Library, County work on a bowtie deal
Published 12:10 pm Thursday, July 6, 2023
BROOKHAVEN — Public libraries in Mississippi have to adhere to a few different rules which led to discussion and action in the Lincoln County Board of Supervisors meeting Monday. Libraries are not legally allowed to own land nor are they allowed to spend operational budget on construction projects.
A deed issue left the Lincoln, Lawrence and Franklin Regional Library in Brookhaven with a “bow tie” shaped property of 1.09 acres in its name which is not allowed. Board Attorney Gregg Malta recommended the board consider and approve conveyance of land from the Library to the County.
Lincoln County Board of Supervisors approved a motion to convey the land to Lincoln County for the cost of $350. Half of the conveyed property is a parking lot and the other is a lawn area in front of the Mississippi School of the Arts. The library was already titled to the county but the land had not, Malta said.
Speaking of bow ties, Ryan Holmes handed out a graphic of a proposed renovation which would be an upgrade to the library. Library director Katrina Castilaw said they are unable to spend money from operation funds on construction projects and are hoping to work with the county.
The library’s proposed project would add a mezzanine to the second floor for a computer lab with private cubicles and reopen the meeting space on the first floor for large groups to gather. Castilaw said she hopes the project would take advantage of the large beams in the front of the library while maintaining an open space for exhibits and gatherings.
She said the idea for the mezzanine really came during COVID when the library was awarded a $150,000 grant from the United States Department of Agriculture for zoom meetings.
“We were already applying for a grant through the USDA when COVID came and the world was falling apart. We proceeded with that and got the grant for the equipment,” Castilaw said. “It was timely. We would be able to offer communication and safety for people. With all grants, you have to follow the initial plan which stated it would be used in three years. The equipment has to be done by March 2024.”
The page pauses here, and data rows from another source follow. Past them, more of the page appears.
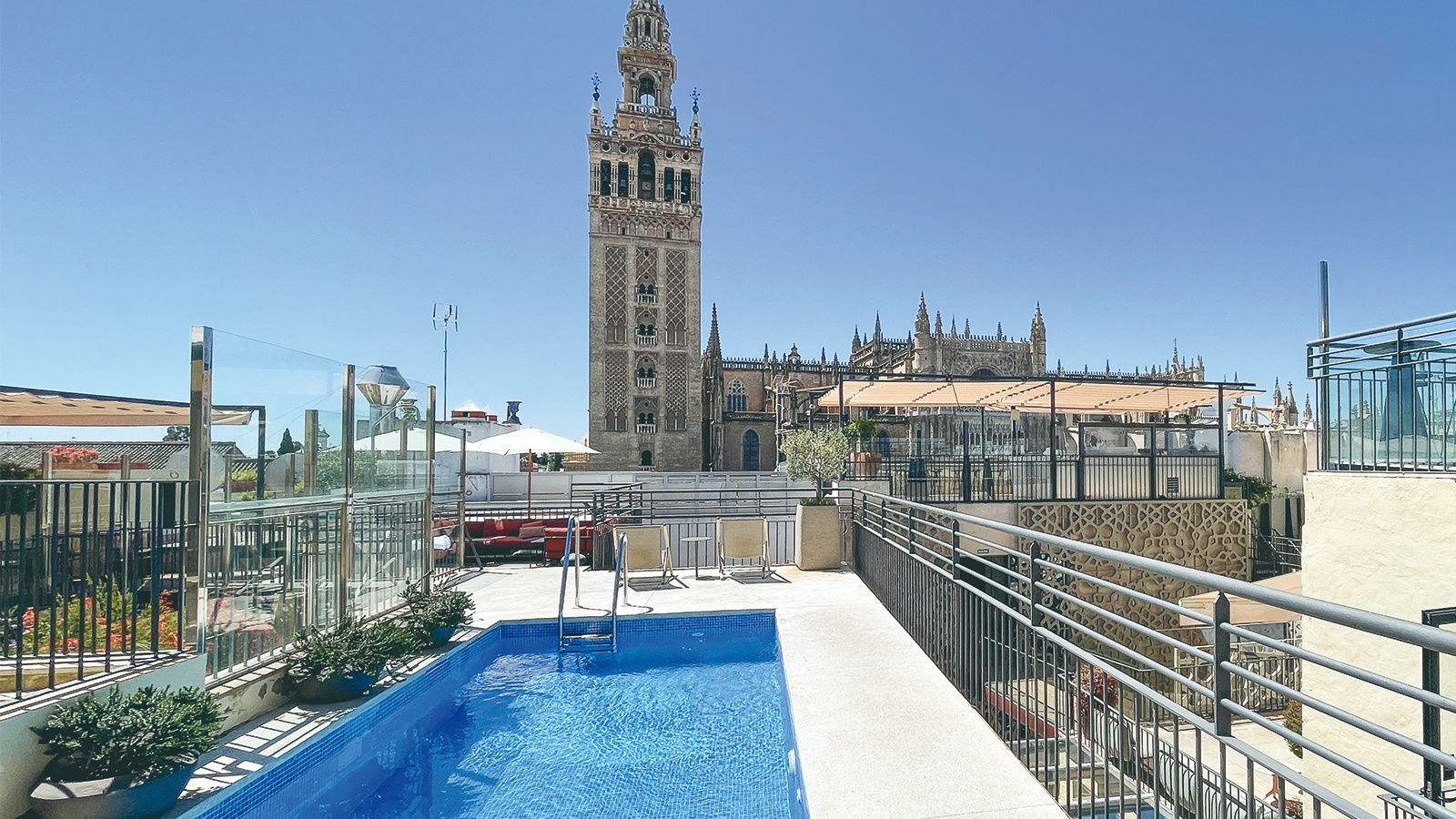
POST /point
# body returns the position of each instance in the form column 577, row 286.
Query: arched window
column 647, row 175
column 737, row 397
column 750, row 450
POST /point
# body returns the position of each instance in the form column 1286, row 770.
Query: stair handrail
column 565, row 567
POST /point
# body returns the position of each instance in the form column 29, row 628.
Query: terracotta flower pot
column 116, row 797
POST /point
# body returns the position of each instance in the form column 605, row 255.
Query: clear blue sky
column 319, row 174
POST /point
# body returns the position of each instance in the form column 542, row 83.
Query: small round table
column 696, row 550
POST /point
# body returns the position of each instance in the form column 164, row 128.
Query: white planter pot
column 817, row 538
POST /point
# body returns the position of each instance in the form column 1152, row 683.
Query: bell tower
column 645, row 337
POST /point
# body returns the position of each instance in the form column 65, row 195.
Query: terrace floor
column 881, row 732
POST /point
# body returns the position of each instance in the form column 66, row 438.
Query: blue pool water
column 689, row 717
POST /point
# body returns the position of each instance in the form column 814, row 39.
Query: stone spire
column 922, row 319
column 713, row 347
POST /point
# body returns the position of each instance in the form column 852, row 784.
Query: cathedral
column 659, row 398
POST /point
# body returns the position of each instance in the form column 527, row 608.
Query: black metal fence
column 691, row 518
column 91, row 577
column 1033, row 479
column 1041, row 649
column 1388, row 397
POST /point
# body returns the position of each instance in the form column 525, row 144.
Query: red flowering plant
column 116, row 620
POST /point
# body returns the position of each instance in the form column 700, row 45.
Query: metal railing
column 1034, row 477
column 1030, row 632
column 280, row 567
column 91, row 577
column 691, row 516
column 1388, row 397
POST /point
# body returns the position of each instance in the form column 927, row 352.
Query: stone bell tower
column 645, row 363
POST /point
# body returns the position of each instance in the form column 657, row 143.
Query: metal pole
column 1322, row 383
column 1222, row 678
column 430, row 490
column 347, row 511
column 262, row 448
column 1052, row 442
column 200, row 477
column 310, row 450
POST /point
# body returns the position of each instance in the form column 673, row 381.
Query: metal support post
column 1222, row 678
column 347, row 511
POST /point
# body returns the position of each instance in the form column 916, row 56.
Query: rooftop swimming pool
column 689, row 717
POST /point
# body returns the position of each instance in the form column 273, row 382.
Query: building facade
column 645, row 349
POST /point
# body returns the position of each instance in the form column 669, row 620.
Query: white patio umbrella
column 529, row 440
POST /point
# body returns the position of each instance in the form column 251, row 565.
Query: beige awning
column 1072, row 395
column 25, row 407
column 1242, row 610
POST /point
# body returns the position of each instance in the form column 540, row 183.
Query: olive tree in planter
column 819, row 457
column 347, row 661
column 124, row 755
column 436, row 615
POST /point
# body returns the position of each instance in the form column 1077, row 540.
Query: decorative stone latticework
column 1208, row 535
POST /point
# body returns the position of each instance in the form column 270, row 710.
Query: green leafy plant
column 351, row 647
column 815, row 455
column 1295, row 722
column 18, row 499
column 437, row 610
column 1257, row 491
column 143, row 734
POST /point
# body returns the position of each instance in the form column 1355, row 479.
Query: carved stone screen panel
column 615, row 303
column 647, row 266
column 676, row 298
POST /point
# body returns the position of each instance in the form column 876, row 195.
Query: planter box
column 817, row 542
column 109, row 799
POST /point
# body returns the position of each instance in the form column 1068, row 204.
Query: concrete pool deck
column 881, row 732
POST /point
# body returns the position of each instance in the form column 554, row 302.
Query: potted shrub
column 347, row 661
column 864, row 460
column 436, row 615
column 126, row 755
column 815, row 455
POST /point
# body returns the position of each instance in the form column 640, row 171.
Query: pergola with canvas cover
column 29, row 407
column 1082, row 395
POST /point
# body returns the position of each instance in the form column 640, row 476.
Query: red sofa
column 504, row 537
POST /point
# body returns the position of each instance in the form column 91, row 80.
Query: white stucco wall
column 1383, row 542
column 21, row 755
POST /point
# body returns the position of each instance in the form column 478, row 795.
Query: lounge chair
column 647, row 548
column 743, row 538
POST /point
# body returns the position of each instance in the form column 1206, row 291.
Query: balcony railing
column 91, row 579
column 1388, row 397
column 1067, row 651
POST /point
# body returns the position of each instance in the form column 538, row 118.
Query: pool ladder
column 571, row 567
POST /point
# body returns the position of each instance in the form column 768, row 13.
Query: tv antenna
column 448, row 321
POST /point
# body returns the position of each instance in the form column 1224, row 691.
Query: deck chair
column 647, row 548
column 743, row 538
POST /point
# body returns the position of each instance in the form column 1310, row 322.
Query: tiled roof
column 150, row 452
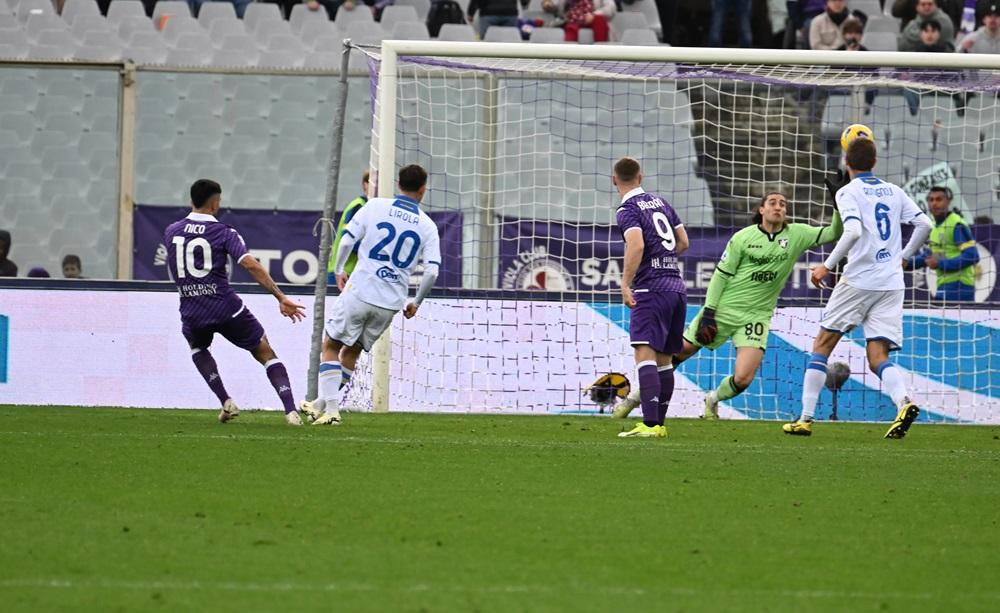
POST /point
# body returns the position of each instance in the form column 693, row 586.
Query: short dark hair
column 412, row 178
column 758, row 217
column 861, row 154
column 852, row 24
column 931, row 24
column 202, row 191
column 627, row 169
column 944, row 191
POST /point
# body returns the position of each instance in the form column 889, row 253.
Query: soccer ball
column 854, row 131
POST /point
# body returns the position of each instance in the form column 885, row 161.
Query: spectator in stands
column 239, row 5
column 825, row 30
column 578, row 14
column 720, row 10
column 987, row 38
column 72, row 267
column 801, row 13
column 913, row 38
column 907, row 10
column 501, row 13
column 952, row 250
column 7, row 268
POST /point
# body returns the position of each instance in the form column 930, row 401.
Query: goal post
column 519, row 140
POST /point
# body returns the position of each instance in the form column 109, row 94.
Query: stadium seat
column 221, row 28
column 146, row 48
column 871, row 8
column 74, row 9
column 331, row 44
column 393, row 14
column 178, row 26
column 627, row 21
column 26, row 8
column 212, row 11
column 187, row 57
column 38, row 23
column 503, row 34
column 640, row 36
column 410, row 30
column 346, row 18
column 458, row 32
column 91, row 23
column 280, row 59
column 882, row 24
column 172, row 8
column 125, row 9
column 649, row 9
column 260, row 12
column 423, row 7
column 196, row 40
column 312, row 30
column 880, row 41
column 302, row 16
column 547, row 35
column 266, row 29
column 129, row 27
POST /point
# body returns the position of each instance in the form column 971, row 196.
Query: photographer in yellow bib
column 951, row 251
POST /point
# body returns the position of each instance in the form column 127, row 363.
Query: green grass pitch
column 114, row 509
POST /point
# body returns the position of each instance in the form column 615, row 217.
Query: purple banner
column 282, row 240
column 553, row 256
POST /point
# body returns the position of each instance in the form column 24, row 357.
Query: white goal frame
column 389, row 67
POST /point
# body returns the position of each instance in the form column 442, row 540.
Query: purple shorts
column 243, row 330
column 658, row 321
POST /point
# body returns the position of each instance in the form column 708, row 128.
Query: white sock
column 329, row 382
column 812, row 385
column 892, row 382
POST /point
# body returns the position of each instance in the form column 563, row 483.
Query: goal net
column 519, row 141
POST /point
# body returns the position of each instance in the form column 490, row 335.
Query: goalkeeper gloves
column 707, row 328
column 833, row 186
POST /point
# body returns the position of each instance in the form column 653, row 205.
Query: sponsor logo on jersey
column 757, row 260
column 763, row 276
column 387, row 274
column 536, row 269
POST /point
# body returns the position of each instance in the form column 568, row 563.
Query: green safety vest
column 349, row 212
column 943, row 245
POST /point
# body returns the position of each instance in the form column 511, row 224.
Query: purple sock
column 666, row 390
column 205, row 364
column 278, row 377
column 649, row 392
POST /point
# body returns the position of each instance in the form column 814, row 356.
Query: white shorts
column 351, row 320
column 878, row 312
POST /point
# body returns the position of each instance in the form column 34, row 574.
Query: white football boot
column 229, row 411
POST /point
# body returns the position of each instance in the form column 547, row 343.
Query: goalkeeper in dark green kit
column 743, row 294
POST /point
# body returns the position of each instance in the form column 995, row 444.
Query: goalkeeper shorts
column 750, row 332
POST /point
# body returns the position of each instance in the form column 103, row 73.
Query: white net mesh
column 520, row 153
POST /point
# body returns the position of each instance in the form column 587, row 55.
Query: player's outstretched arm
column 922, row 227
column 288, row 307
column 683, row 242
column 831, row 232
column 634, row 245
column 426, row 284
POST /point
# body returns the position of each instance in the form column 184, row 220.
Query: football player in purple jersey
column 198, row 252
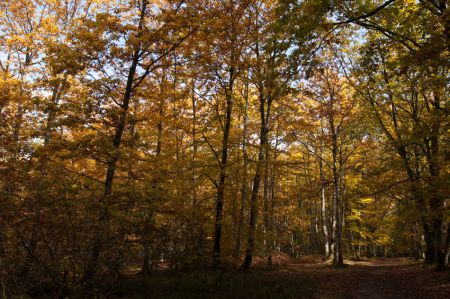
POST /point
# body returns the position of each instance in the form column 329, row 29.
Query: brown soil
column 373, row 278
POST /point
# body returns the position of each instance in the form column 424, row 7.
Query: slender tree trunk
column 267, row 226
column 338, row 258
column 257, row 178
column 222, row 171
column 102, row 232
column 244, row 187
column 324, row 208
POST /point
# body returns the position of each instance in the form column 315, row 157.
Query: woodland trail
column 307, row 277
column 375, row 278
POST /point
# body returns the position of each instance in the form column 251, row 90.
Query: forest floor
column 304, row 278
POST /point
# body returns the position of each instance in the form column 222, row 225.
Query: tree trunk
column 99, row 238
column 222, row 171
column 256, row 181
column 244, row 187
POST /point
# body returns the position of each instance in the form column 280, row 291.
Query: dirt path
column 308, row 278
column 375, row 278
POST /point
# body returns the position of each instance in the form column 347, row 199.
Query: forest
column 219, row 148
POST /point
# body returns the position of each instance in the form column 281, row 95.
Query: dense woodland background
column 197, row 134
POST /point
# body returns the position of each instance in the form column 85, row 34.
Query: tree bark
column 222, row 170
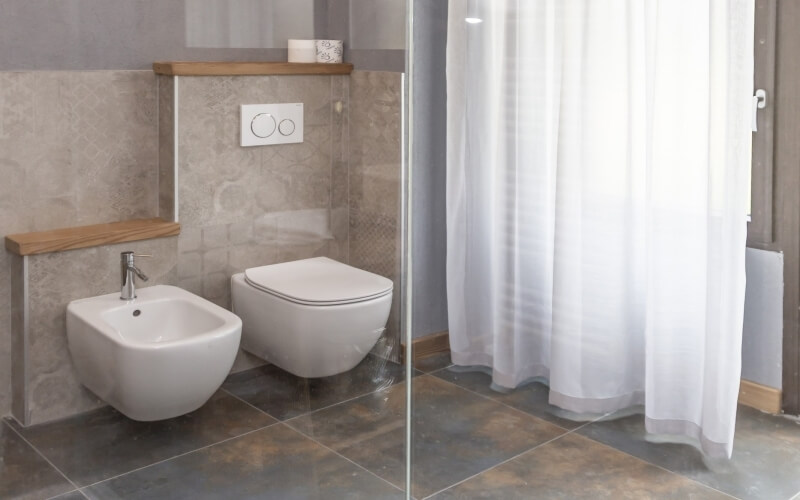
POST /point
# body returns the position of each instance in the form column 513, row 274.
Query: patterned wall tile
column 374, row 184
column 75, row 148
column 166, row 147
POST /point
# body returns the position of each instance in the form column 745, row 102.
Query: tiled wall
column 245, row 207
column 109, row 154
column 75, row 148
column 375, row 175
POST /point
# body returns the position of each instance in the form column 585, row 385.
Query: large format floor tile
column 23, row 473
column 456, row 433
column 433, row 363
column 72, row 495
column 765, row 462
column 573, row 467
column 284, row 395
column 273, row 463
column 104, row 443
column 531, row 398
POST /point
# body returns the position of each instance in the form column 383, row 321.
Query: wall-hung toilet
column 314, row 317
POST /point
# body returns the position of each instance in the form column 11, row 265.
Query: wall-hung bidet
column 313, row 317
column 156, row 356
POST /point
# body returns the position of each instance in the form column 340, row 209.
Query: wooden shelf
column 71, row 238
column 249, row 68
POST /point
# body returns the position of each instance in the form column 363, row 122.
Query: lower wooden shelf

Patrons helped shape the proposed idea for a mezzanine. Castilaw said patrons like an open design of the library but wanted to maintain privacy while on the computer. Staff members are already upstairs so the computer lab would be monitored.
Lincoln County could help pay for the project but they have to follow purchase orders and have money in the right places to proceed, Castilaw said. District 5 Supervisor Doug Falvey said they would have to go through a bid process and County Engineer Ryan Holmes said they would need an architect at Monday’s meeting. No action was taken by the supervisors Monday as Holmes gave an educational presentation on the project.
“We are waiting to see if the county is interested and if they could look for money to help us,” Castilaw said. “We are excited and we think the public would be happy with it. It would still be light and airy.”